Abstract
Background: This study aimed to establish a lipopolysaccharide (LPS)-induced primary ovarian insufficiency (POI) mouse model and to investigate the underlying mechanism.Methods: C57BL/6N female mice were intraperitoneally injected with low-dose LPS (0.5 mg/kg) once daily for 14 days, high-dose LPS (2.5 mg/kg) twice weekly for 2 weeks, and cyclophosphamide (CTX; 150 mg/kg) once weekly for 2 weeks. Ovarian function was assessed by measuring the length of the estrous cycle, the number of primordial follicles, and the levels of serum pituitary/ovarian hormones. Expression and production of interleukin 1β (IL-1β) were determined to evaluate ovarian inflammation. Histopathological examination was performed to examine ovarian fibrosis. TUNEL assay was carried out to evaluate granulosa cell apoptosis. Western blotting was performed to measure the levels of inflammation-, fibrosis-, and apoptosis-related proteins in mouse ovaries.Results: Like CTX, both low- and high-dose LPS administration significantly impaired ovarian functions in mice, as evidenced by extended lengths of estrous cycles, reduced counts of primordial follicles, and alterations in the levels of serum hormones.

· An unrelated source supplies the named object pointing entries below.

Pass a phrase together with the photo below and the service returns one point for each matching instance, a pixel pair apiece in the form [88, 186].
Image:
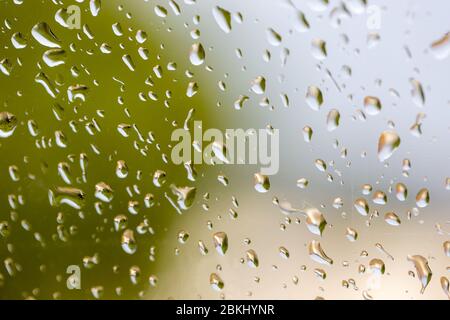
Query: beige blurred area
[382, 62]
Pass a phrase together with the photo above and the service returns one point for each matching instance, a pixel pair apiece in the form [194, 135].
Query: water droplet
[377, 266]
[441, 47]
[315, 221]
[259, 85]
[221, 242]
[262, 183]
[362, 206]
[333, 119]
[252, 258]
[128, 242]
[319, 49]
[216, 282]
[197, 54]
[401, 192]
[423, 270]
[73, 197]
[392, 219]
[388, 143]
[446, 246]
[104, 192]
[317, 254]
[423, 198]
[8, 123]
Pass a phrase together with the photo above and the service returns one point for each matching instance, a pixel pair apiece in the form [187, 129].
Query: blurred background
[91, 92]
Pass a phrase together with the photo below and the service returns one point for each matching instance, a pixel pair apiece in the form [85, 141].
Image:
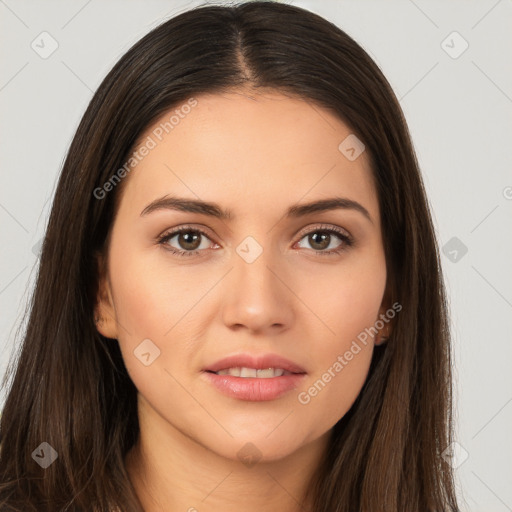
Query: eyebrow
[214, 210]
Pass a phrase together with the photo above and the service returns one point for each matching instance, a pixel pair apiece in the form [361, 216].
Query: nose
[258, 295]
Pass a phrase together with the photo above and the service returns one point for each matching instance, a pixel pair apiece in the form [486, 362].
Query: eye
[189, 239]
[321, 238]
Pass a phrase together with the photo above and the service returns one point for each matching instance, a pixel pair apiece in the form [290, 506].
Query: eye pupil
[323, 236]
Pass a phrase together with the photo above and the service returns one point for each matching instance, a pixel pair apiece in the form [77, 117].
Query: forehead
[248, 150]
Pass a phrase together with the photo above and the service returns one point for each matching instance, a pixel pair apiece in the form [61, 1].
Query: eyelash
[347, 240]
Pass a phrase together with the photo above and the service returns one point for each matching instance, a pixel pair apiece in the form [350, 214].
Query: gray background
[458, 108]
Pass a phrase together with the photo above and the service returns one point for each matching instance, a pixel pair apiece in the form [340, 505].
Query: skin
[256, 154]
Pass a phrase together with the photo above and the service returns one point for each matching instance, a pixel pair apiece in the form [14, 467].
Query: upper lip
[258, 362]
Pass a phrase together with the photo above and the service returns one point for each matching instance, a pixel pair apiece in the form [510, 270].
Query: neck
[172, 472]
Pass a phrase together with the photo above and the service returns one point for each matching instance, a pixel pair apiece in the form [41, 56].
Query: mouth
[244, 372]
[253, 378]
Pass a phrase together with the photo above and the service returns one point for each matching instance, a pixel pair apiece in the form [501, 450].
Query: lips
[259, 362]
[254, 378]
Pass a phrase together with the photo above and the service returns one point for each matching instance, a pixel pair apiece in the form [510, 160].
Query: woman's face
[261, 282]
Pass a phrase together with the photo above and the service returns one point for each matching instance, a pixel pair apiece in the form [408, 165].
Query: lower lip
[254, 389]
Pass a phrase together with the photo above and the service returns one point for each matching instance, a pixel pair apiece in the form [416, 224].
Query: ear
[385, 332]
[104, 310]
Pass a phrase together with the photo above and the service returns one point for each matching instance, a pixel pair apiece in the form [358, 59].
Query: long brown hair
[70, 388]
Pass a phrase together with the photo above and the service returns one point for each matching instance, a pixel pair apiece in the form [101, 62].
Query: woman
[240, 302]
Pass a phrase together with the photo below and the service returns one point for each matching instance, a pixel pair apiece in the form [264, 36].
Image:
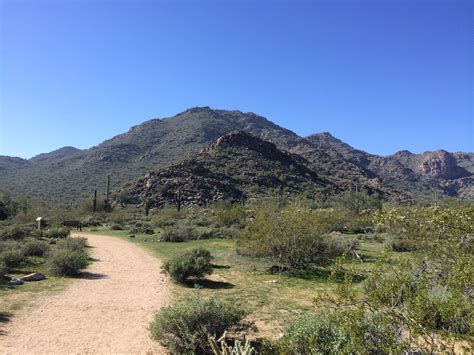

Also, LPS administration promoted granulosa cell apoptosis and ovarian fibrosis in mice. However, LPS but not CTX significantly promoted IL-1β expression and production in mice. Moreover, LPS treatment but not CTX significantly enhanced TLR, p-p65, p65, and MyD88 protein expression in mouse ovaries, suggesting that LPS differs from CTX in triggering ovarian inflammation. In general, continuous low-dose LPS stimulation was less potent than high-dose LPS stimulation in the above-mentioned effects.Conclusions: LPS induces ovarian inflammation, fibrosis, and granulosa cell apoptosis and can be used to establish a POI model in mice.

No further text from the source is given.